Manual do proprietário – o que é sombra?
Ponto cego do retrovisor, buraco repentino do qual não se desvia, a sombra é nosso carona invisível, faceta que negamos, não vemos e não queremos ser. Nela habitam todos os aspectos reprimidos da personalidade, tanto negativos quanto positivos.
“A sombra é aquilo que já fiz e reprimi ou tenho potencial para fazer, aquilo que não se elege como principal na vida. Passa pelo que não temos desejo de ser nem gostaríamos que as pessoas vissem de nós”, diz o psicoterapeuta junguiano, Ascânio Jatobá de Almeida Soares.

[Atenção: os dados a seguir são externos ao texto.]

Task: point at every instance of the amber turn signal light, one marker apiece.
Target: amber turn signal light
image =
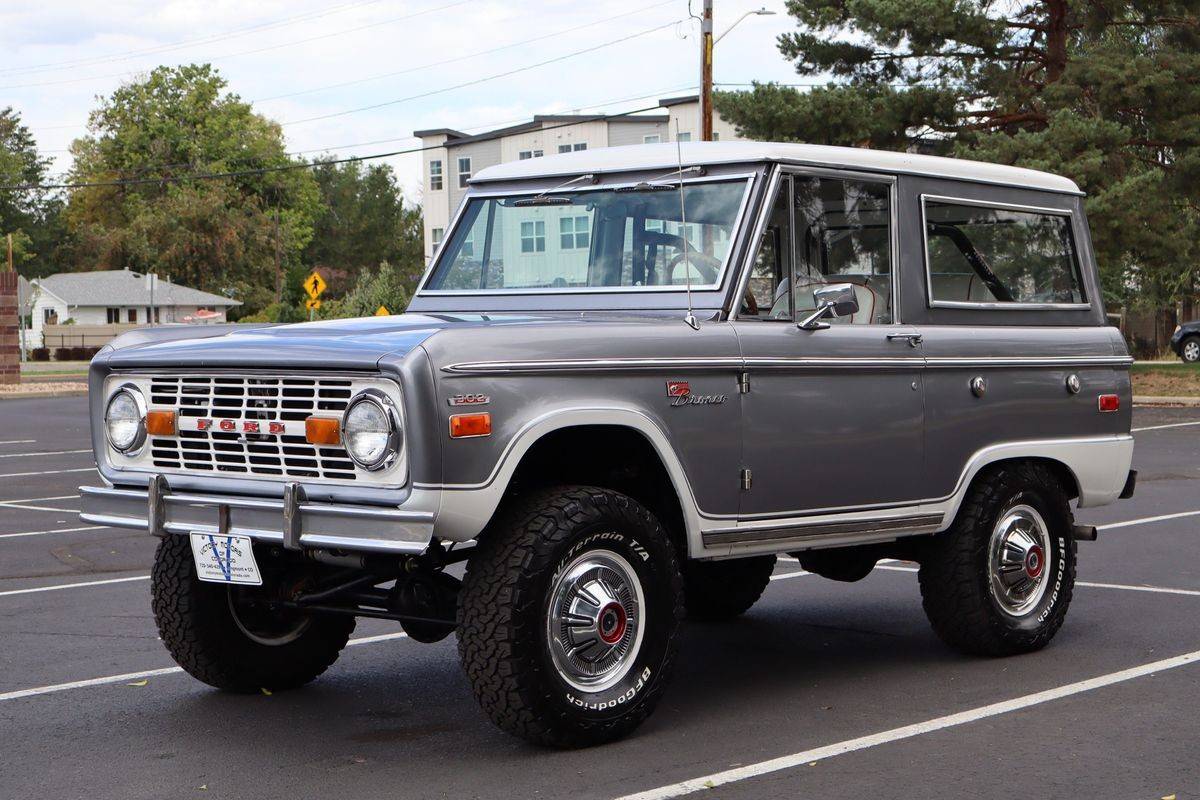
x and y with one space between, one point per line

Depois de agir sob influência da sombra, é comum ouvir lamentações como: “não era eu”, “eu estava fora mim”. Vale perguntar: se não você, quem era? De quem se trata esse outro? Onde está quando não em si?

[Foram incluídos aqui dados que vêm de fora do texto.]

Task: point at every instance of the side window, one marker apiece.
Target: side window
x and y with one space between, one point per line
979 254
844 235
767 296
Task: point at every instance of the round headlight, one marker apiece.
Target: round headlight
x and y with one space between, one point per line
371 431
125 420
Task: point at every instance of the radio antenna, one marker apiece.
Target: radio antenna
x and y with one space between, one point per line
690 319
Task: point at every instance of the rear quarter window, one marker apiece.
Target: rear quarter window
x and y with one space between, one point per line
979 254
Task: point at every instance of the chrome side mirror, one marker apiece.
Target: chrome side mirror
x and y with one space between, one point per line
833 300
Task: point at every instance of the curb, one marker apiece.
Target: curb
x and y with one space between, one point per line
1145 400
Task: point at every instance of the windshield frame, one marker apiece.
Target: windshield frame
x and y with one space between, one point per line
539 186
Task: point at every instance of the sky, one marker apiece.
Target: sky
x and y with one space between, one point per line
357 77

“Somos múltiplas personalidades. Ao volante, está o ego, centro da consciência. É como dirigir um microônibus cheio de passageiros, cada qual querendo assumir a direção e seguir o próprio caminho. Os passageiros são outras partes de nós mesmos, que têm vontade própria. Entre eles, está a sombra”, explica Soares. “Essa diferença pode ser facilmente reconhecida, por exemplo, quando queremos abandonar um vício ou comportamento. Um lado diz: pare de fumar; enquanto outro argumenta: será só mais um...”.

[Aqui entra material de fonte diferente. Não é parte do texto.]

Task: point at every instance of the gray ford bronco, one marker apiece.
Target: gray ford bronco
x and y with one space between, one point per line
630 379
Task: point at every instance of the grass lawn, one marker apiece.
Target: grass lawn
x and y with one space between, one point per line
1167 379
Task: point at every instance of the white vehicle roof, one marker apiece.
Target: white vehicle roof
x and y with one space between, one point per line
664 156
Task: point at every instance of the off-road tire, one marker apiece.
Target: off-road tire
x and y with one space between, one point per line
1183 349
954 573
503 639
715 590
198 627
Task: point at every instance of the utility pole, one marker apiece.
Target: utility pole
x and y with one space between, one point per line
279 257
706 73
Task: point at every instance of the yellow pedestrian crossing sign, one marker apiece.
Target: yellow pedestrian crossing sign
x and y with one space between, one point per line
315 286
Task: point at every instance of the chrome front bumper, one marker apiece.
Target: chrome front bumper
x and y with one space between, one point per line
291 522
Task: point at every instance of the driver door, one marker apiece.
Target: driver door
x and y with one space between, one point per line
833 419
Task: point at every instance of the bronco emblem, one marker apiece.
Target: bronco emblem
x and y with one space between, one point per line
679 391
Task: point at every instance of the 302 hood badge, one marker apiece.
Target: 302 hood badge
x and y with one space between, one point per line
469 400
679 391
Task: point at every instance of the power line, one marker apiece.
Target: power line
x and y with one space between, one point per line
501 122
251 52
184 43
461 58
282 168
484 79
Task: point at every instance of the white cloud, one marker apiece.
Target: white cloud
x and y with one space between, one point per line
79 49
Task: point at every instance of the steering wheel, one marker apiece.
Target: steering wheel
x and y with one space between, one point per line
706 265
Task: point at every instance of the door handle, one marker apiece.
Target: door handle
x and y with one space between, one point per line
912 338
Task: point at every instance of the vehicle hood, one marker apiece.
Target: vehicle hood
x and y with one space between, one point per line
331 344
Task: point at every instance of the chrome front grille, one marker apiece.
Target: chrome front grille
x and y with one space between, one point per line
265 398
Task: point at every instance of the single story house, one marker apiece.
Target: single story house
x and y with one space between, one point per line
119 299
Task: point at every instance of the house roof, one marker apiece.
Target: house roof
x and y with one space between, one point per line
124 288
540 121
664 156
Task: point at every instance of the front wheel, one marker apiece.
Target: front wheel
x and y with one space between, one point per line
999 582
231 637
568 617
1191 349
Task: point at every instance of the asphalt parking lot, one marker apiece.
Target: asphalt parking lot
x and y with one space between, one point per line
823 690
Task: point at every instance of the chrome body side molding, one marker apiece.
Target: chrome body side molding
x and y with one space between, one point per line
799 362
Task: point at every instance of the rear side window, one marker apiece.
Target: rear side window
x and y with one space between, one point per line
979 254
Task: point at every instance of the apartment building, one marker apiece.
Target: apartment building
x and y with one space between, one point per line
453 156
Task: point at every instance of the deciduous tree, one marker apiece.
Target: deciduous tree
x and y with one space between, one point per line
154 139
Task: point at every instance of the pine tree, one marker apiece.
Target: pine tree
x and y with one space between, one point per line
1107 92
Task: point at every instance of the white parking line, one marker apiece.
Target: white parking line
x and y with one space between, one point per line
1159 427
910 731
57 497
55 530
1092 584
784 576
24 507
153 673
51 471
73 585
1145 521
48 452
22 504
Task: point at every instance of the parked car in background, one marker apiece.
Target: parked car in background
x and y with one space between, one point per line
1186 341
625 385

GPS – como encontrar sua sombra?
“De pequenas fraquezas (como disparar resmungos no trânsito) a forças verdadeiramente maléficas – a ponto de matar outro motorista ou pedestre –, a sombra pode revelar complexos reprimidos, aspectos imaturos da personalidade”, diz o psicoterapeuta.
A sombra pode ser identificada pelas fortes emoções que desperta, geralmente com sentimento de raiva, ódio, medo e descontrole com pessoas do mesmo sexo. Pode aparecer também como atriz no palco dos sonhos, simbolizada no tipo físico oposto ao do sonhador, um irmão ou alguém que seja muito próximo.
O psicoterapeuta sugere dois bons exercícios para começar a perceber os aspectos de sua sombra:
Espelho – preste atenção às críticas mais freqüentes e duras que faz a outros motoristas. Não as críticas banais, mas as sistemáticas e que lhe tiram do sério. Provavelmente, o seu julgamento diz mais sobre você mesmo do que sobre ele. O exercício pode se estender a outros campos da vida. Temos tendência a criticar no outro o que não queremos enxergar em nós mesmos.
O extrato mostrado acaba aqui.